Plug-ins#

Keyword

Summary

'default_pdf.uncorrelated_background'

Combination of Poisson and Gaussian PDF, assuming uncorrelated bins.

'default_pdf.correlated_background'

Combination of Poisson and Gaussian PDF, with correlated bins.

'default_pdf.third_moment_expansion'

Simplified likelihood, extended with third moments of the background.

'default_pdf.effective_sigma'

Simplified likelihood, extended with asymmetric uncertainties.

'default_pdf.poisson'

Poisson distribution, without uncertainties.

'default_pdf.normal'

Gaussian distribution.

'default_pdf.multivariate_normal'

Multivariate Normal distribution.

'pyhf'

External plug-in uses pyhf to construct the likelihoods.

'pyhf.uncorrelated_background'

External plug-in constructs pyhf-based uncorrelated likelihoods.

'pyhf.simplify'

See doc. converts full pyhf likelihoods into simplified framework.

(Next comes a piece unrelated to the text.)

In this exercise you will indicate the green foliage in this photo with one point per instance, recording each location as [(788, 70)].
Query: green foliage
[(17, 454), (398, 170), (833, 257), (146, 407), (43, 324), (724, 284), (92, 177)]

Spey seamlessly integrates with diverse packages that offer specific statistical model prescriptions. Its primary objective is to centralise these prescriptions within a unified interface, facilitating the combination of different likelihood sources. This section will overview the currently available plugins accessible through the Spey interface. The string-based accessors to the available plugins can be seen using the following command:

>>> spey.AvailableBackends()
>>> # ['default_pdf.correlated_background',
>>> #  'default_pdf.effective_sigma',
>>> #  'default_pdf.third_moment_expansion',
>>> #  'default_pdf.uncorrelated_background']

where once installed without any plug-ins AvailableBackends() function only shows the default PDFs. In the following section, we will summarise their usability. Once we know the accessor of the plug-in, it can be called using get_backend() function e.g.

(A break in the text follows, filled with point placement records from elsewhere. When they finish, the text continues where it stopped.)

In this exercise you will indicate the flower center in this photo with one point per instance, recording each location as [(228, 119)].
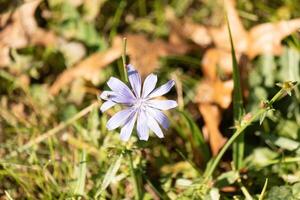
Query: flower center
[(140, 103)]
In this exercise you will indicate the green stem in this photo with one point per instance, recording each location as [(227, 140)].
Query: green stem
[(138, 193), (238, 131), (124, 60)]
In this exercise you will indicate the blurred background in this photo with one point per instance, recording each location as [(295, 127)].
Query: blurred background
[(56, 55)]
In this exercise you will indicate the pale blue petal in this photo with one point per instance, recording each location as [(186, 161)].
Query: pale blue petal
[(153, 125), (149, 84), (106, 94), (135, 80), (162, 104), (118, 119), (116, 97), (165, 88), (159, 116), (107, 105), (141, 126), (119, 87), (128, 127)]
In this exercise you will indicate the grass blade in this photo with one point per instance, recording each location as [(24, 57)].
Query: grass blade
[(110, 174), (261, 196), (238, 110), (197, 136), (80, 174)]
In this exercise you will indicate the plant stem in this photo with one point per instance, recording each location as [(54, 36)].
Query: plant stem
[(239, 131), (138, 195), (124, 60)]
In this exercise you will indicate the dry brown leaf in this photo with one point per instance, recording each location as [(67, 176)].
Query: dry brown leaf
[(215, 92), (266, 38), (212, 118)]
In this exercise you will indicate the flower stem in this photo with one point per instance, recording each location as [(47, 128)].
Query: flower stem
[(138, 193), (124, 60), (239, 131)]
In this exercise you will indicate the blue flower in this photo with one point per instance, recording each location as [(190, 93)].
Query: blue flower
[(141, 107)]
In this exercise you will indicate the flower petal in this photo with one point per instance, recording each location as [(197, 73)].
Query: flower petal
[(153, 125), (159, 116), (116, 97), (118, 119), (128, 127), (149, 84), (107, 105), (141, 126), (162, 104), (135, 80), (119, 87), (162, 89)]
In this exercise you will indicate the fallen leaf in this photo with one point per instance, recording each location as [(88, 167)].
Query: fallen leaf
[(215, 92), (266, 38), (215, 60), (212, 118)]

>>> pdf_wrapper = spey.get_backend('default_pdf.uncorrelated_background')

this will automatically create a wrapper around the likelihood prescription and allow spey to use it properly. We will demonstrate the usage for each of the default plugins below.

Note

Documentation of each plug-in has been included within the pdf_wrapper documentation. Hence, if one types pdf_wrapper? in the ipython command line or a jupyter notebook, it is possible to access the extended documentation for both the wrapper and the backend in use.

Attention

get_backend() function is a wrapper between the PDF prescription and spey package. Once initialised, all PDF prescriptions are defined with StatisticalModel class which provides a backend agnostic interface, i.e. all PDF prescriptions will have the same functionality.

Default Plug-ins#

All default plug-ins are defined using the following main likelihood structure

\[\mathcal{L}(\mu,\theta) = \underbrace{\prod_{i\in{\rm bins}} \mathcal{M}(n_i|\lambda_i(\mu, \theta))}_{\rm main}\cdot \underbrace{\prod_{j\in{\rm nui}}\mathcal{C}(\theta_j)}_{\rm constraint} \ ,\]

The first term represents the primary model, and the second represents the constraint model.

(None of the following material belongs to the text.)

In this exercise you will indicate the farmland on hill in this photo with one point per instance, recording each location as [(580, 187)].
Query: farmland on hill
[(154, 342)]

'default_pdf.uncorrelated_background'#

This is a basic PDF where the background is assumed to be not correlated, where the PDF has been given as

\[\mathcal{L}(\mu, \theta) = \prod_{i\in{\rm bins}}{\rm Poiss}(n^i|\mu n_s^i + n_b^i + \theta^i\sigma_b^i) \cdot \prod_{j\in{\rm nui}}\mathcal{N}(\theta^j|0, 1)\ ,\]

where \(\mu, \theta\) are the parameter of interest (signal strength) and nuisance parameters, the signal and background yields are given as \(n_s^i\) and \(n_b^i\pm\sigma_b^i\) respectively. Additionally, absolute uncertainties are modeled as Gaussian distributions. This model can be used as follows

1>>> pdf_wrapper = spey.get_backend("default_pdf.uncorrelated_background")
2>>> statistical_model = pdf_wrapper(
3...     signal_yields=[12.0, 15.0],
4...     background_yields=[50.0,48.0],
5...     data=[36, 33],
6...     absolute_uncertainties=[12.0,16.0],
7...     analysis="example",
8...     xsection=0.123,
9... )

Arguments:

  • signal_yields: keyword for signal yields. It can take one or more values as a list or NumPy array.

  • background_yields: keyword for background-only expectations. It can take one or more values as a list or NumPy array.

  • data: keyword for observations. It can take one or more values as a list or NumPy array.

  • absolute_uncertainties: keyword for absolute uncertainties (not percentage value). It can take one or more values as a list or NumPy array.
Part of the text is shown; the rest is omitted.